Sidenote here: the Ancestral Health Symposium was freaking fantastic. We can’t wait to re-watch the presentations, try to talk as fast as Gary Taubes, or just relive some of the finer moments. Heck, I’ve really enjoyed just looking back on the tweets from throughout. I tried to tweet a bunch of stuff throughout (or retweet from those Twitter folks way faster at typing than me), but I was not nearly as good as some. There are a bunch of recaps on the internet, but check out these few from some pretty freaking amazing peeps: Richard Nikoley of Free The Animal, David Csonka of Naturally Engineered, and then of course our dear friend Robb Wolf put up a great podcast with Mark Sisson and Mat “The Kraken” LaLonde. Oh, and for a glimpse of some tasty eats with other blogger friends, the fabulous Nom Nom Paleo and FitBomb took some lovely pictures from our supper at Jar. Tasty!
Okay, but you came here about meals. So how in the world did we come back from LA and actually have food to eat?
PLAN AHEAD. MAKE LEFTOVERS. FREEZE. (are you all catching onto some theme here?)
Here’s what we had at home upon return from LA:
- Pot Roast
- Cooked ground venison
- Spaghetti squash
- Green Chicken Chile
We froze the leftovers from last week, and simply took them out when we got home. ROCK ON! So, all those times we’ve made extra, we actually made great use of them!

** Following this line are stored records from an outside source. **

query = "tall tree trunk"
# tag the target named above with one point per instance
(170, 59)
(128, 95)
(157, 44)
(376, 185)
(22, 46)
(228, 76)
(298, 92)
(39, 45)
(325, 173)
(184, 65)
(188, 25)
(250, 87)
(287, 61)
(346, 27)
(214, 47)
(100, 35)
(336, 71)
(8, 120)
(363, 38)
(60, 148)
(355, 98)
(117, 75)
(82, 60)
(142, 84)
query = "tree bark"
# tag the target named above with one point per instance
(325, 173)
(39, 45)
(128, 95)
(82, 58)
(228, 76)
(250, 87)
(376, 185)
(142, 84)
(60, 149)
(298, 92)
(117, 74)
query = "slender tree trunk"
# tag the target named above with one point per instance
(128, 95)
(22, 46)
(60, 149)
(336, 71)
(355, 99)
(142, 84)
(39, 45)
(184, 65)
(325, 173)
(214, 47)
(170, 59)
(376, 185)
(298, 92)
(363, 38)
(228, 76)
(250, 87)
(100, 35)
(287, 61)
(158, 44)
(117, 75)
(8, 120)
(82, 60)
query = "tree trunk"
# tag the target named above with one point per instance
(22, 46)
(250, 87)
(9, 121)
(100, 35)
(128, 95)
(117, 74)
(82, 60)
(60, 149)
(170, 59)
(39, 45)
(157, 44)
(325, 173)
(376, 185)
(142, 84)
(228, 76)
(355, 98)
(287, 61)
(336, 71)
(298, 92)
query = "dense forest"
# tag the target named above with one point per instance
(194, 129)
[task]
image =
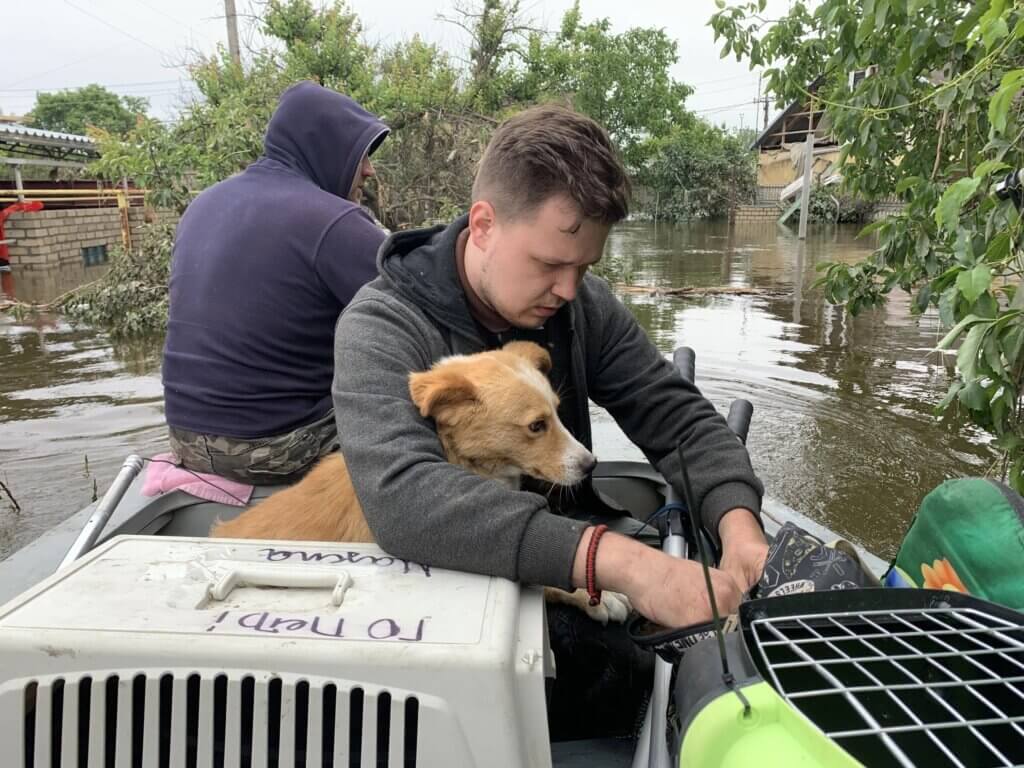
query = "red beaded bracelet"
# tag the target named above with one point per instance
(592, 590)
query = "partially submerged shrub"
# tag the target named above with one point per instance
(131, 298)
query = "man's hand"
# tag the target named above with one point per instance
(743, 547)
(667, 590)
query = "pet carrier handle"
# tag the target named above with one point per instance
(739, 418)
(685, 360)
(275, 576)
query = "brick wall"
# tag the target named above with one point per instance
(53, 240)
(762, 214)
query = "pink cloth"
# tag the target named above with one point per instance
(162, 476)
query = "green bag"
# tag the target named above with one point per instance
(968, 537)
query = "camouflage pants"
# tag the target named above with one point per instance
(260, 461)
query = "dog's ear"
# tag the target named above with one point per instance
(437, 391)
(535, 353)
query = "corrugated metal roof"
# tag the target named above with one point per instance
(15, 129)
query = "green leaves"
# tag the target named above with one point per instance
(998, 107)
(938, 121)
(947, 212)
(974, 283)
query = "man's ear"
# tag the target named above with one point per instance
(535, 353)
(439, 391)
(481, 222)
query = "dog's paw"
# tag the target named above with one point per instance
(613, 607)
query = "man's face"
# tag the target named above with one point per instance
(528, 267)
(363, 173)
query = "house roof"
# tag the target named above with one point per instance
(20, 139)
(770, 134)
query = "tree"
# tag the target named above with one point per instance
(324, 44)
(91, 107)
(937, 121)
(621, 80)
(699, 171)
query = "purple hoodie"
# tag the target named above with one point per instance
(263, 264)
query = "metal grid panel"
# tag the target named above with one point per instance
(935, 686)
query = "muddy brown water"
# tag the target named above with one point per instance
(843, 427)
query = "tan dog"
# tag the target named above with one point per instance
(497, 416)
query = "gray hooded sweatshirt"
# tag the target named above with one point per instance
(422, 508)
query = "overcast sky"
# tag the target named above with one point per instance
(136, 46)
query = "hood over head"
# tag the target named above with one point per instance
(322, 134)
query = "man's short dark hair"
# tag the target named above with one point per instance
(547, 151)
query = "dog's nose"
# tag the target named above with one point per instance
(587, 463)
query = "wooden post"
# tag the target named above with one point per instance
(805, 193)
(232, 31)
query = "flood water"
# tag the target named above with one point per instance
(843, 427)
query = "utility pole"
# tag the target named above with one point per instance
(232, 31)
(762, 99)
(805, 192)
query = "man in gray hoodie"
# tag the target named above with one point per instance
(549, 187)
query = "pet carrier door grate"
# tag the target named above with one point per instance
(935, 686)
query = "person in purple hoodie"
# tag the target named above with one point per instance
(262, 265)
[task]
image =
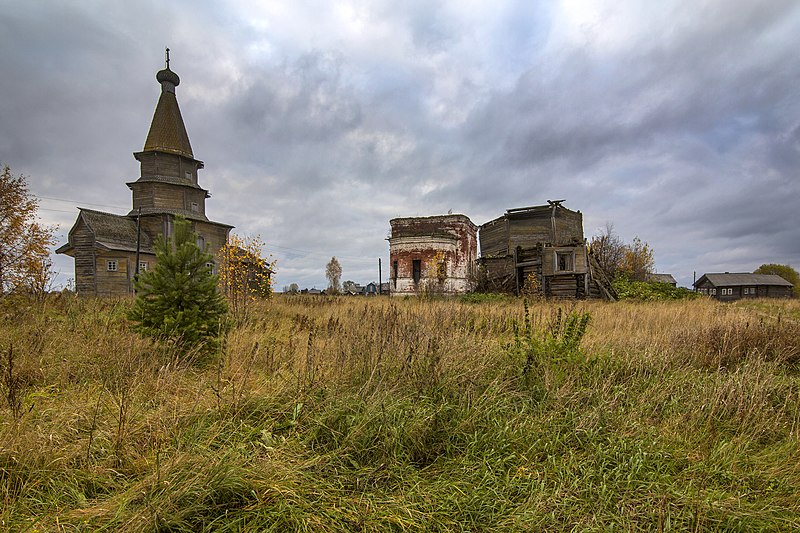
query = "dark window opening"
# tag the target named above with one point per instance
(416, 270)
(563, 261)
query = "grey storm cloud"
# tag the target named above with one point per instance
(319, 122)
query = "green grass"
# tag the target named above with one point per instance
(337, 414)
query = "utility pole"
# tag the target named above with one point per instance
(138, 242)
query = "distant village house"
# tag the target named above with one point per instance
(728, 287)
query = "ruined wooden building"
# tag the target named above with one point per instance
(435, 254)
(545, 243)
(106, 246)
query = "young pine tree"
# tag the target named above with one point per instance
(178, 300)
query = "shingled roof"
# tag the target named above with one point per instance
(739, 279)
(167, 130)
(115, 232)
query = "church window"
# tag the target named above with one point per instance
(416, 270)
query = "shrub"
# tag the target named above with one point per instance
(178, 300)
(649, 291)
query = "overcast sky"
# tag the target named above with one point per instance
(318, 121)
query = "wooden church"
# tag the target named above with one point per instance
(110, 249)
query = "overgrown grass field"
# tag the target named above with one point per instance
(354, 414)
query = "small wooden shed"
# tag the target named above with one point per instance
(545, 242)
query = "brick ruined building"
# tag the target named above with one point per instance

This week is starting off SUPER busy too, so trying to find time to cook has proven to be a challenge. Fortunately/unfortunately, Charles gets to head out of town this weekend for his brother’s bachelor party (that’s the fortunate part – I think?)…at the Florabama (that’s the unfortunate part). Oh, come on now, those of you who have been there know what I’m talking about. I REALLY hope he does not come back with anything airbrushed, or a mullet.

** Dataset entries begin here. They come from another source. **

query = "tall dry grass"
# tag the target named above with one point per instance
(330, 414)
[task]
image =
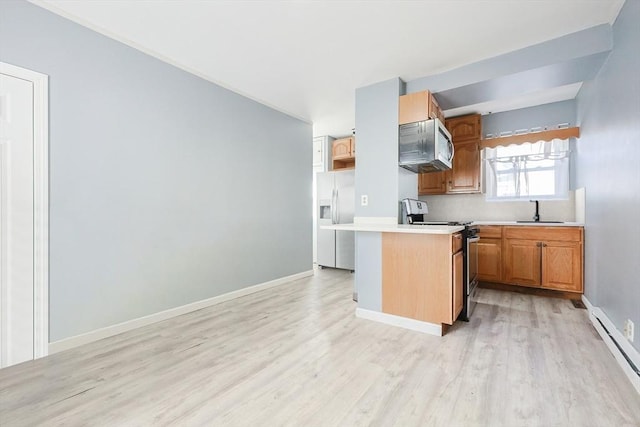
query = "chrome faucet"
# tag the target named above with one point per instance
(536, 217)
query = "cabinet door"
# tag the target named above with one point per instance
(458, 287)
(432, 183)
(318, 151)
(490, 260)
(464, 176)
(434, 108)
(413, 107)
(341, 148)
(522, 262)
(562, 266)
(465, 128)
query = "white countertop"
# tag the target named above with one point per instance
(532, 224)
(396, 228)
(438, 229)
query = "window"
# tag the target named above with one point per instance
(537, 170)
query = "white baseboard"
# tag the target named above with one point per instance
(112, 330)
(595, 314)
(402, 322)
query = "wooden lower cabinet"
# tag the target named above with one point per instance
(522, 262)
(458, 287)
(542, 257)
(562, 266)
(421, 277)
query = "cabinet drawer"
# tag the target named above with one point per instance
(564, 234)
(490, 231)
(456, 243)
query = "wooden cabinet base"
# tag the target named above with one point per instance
(417, 272)
(531, 290)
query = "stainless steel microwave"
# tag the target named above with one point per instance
(425, 146)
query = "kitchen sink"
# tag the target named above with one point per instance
(541, 222)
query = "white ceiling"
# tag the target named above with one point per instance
(306, 58)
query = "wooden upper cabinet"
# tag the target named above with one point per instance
(465, 128)
(464, 176)
(418, 106)
(343, 153)
(341, 148)
(432, 183)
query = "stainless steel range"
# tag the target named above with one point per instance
(415, 211)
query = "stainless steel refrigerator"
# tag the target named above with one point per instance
(336, 205)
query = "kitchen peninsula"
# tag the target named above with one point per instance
(409, 276)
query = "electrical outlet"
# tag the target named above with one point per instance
(629, 330)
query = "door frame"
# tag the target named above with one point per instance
(40, 204)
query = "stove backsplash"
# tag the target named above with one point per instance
(466, 207)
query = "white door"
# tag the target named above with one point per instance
(16, 220)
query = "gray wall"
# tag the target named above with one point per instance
(377, 147)
(608, 162)
(547, 115)
(165, 189)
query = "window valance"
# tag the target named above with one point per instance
(547, 135)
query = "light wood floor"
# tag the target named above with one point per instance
(296, 355)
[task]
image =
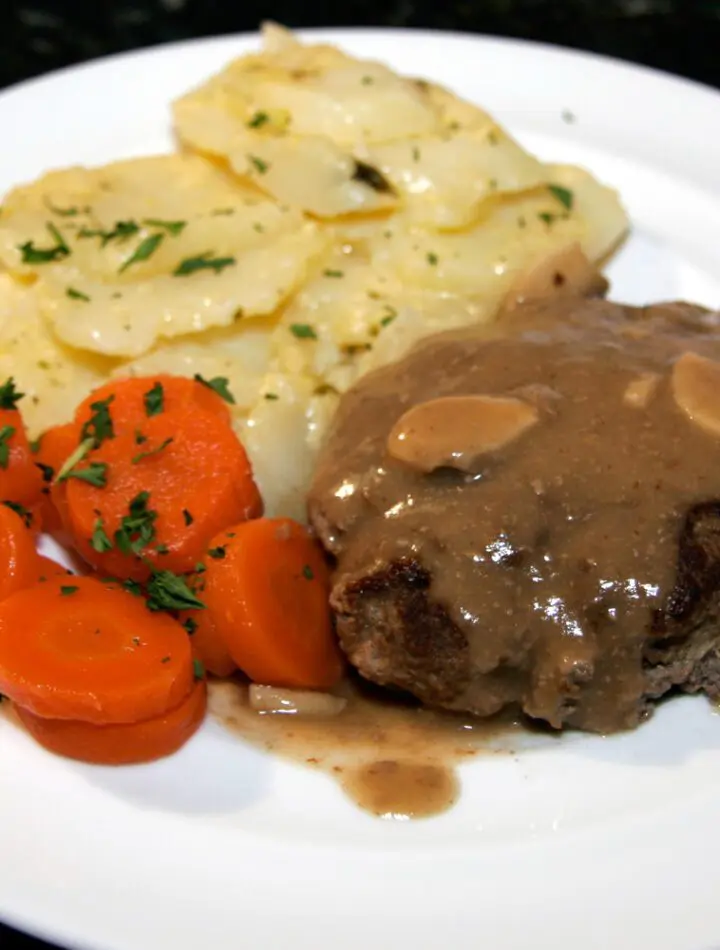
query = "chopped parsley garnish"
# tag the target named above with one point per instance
(203, 262)
(218, 384)
(258, 164)
(563, 195)
(6, 433)
(156, 451)
(547, 217)
(303, 331)
(143, 251)
(137, 529)
(371, 176)
(99, 539)
(25, 513)
(77, 456)
(154, 399)
(168, 591)
(44, 255)
(258, 120)
(390, 314)
(9, 396)
(48, 472)
(172, 227)
(120, 233)
(74, 294)
(99, 426)
(95, 474)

I digress. The other fortunate part is that Charles being out of town will allow me time to do some SERIOUS do-ahead cooking. I’m thinking some enchiladas, some pulled pork, some steaks, some whole roasted chicken (that can become chicken salad), perhaps a morning scramble of sausage and veggies, and something seafoodish. Perhaps some pecan crusted trout, or some halibut. Fortunately, I know I won’t have time to get to all this cooking until Saturday, which means just getting through the week with as minimal cooking as possible.

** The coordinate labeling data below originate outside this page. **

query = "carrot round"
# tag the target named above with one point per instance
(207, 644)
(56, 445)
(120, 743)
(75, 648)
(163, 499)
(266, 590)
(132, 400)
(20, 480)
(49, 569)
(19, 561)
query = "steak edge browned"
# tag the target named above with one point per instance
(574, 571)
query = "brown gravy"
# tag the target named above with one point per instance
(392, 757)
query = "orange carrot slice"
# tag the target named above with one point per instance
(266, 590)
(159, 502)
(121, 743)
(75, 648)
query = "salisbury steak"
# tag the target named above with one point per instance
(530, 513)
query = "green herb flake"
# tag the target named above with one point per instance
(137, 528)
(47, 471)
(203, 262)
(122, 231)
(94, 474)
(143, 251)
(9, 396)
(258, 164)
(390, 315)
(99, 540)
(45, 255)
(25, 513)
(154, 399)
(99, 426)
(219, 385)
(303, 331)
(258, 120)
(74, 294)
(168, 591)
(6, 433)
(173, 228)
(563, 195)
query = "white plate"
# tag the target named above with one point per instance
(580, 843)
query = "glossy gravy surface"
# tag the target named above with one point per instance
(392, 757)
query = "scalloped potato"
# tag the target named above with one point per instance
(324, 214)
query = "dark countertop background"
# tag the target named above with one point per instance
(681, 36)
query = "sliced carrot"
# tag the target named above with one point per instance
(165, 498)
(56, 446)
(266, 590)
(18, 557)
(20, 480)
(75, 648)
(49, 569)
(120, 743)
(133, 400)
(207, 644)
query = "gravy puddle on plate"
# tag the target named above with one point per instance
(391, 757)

Here is how we have our week planned and what our leftovers have provided for us:
|B||L – venison, squash||L – Frittata||L – Frittata||C – eggs/sausage/veggies||L – eggs/sausage/veggies||Cooking day||C/L|
|L||L – Gumbo||L – Green chicken chile||L – Ribs, spaghetti squash||L – Green chicken chile||L – Chicken curry||L||C/L|
|D||L – Pot roast||OUT||L – Gumbo||C – Chicken curry with cauliflower rice||C – steak on the grill, sautéed veggies||OUT – friend’s party||C/L|
So yes, we went out to eat on Tuesday. Tangent time: we went to see our friends at what has to be one of our favorite spots in Atlanta – Local Three. The chefs and staff have many references to the Big Lebowski on both the menu and in the decor, there’s a burger named the McDowell, and their ruling mantra is “People Matter Most, Local Is Priority, Seasonal Makes Sense, Authenticity Rules, Quality Governs, Delicious Trumps, Pretense Stinks, Comfort Feels Good, Appreciation Tastes Better, Prudence Sustains It All.” Yeah, our kind of place (if you’re ever in Atlanta, please go and support Local Three or their sister restaurant Muss & Turner’s). To top it all of, the executive chef knows we’re doing this whole paleo/gluten-free thing, so brought us desserts (as a sweet treat) that were sans crust. Pretty righteous, if we do say so ourselves.
Prepare for next week and a whole lotta stuff we made over the weekend. Who knows? Maybe I’ll even video some of it!
What’s on your menu for the week? Anything that helps you get through the week without cooking every night?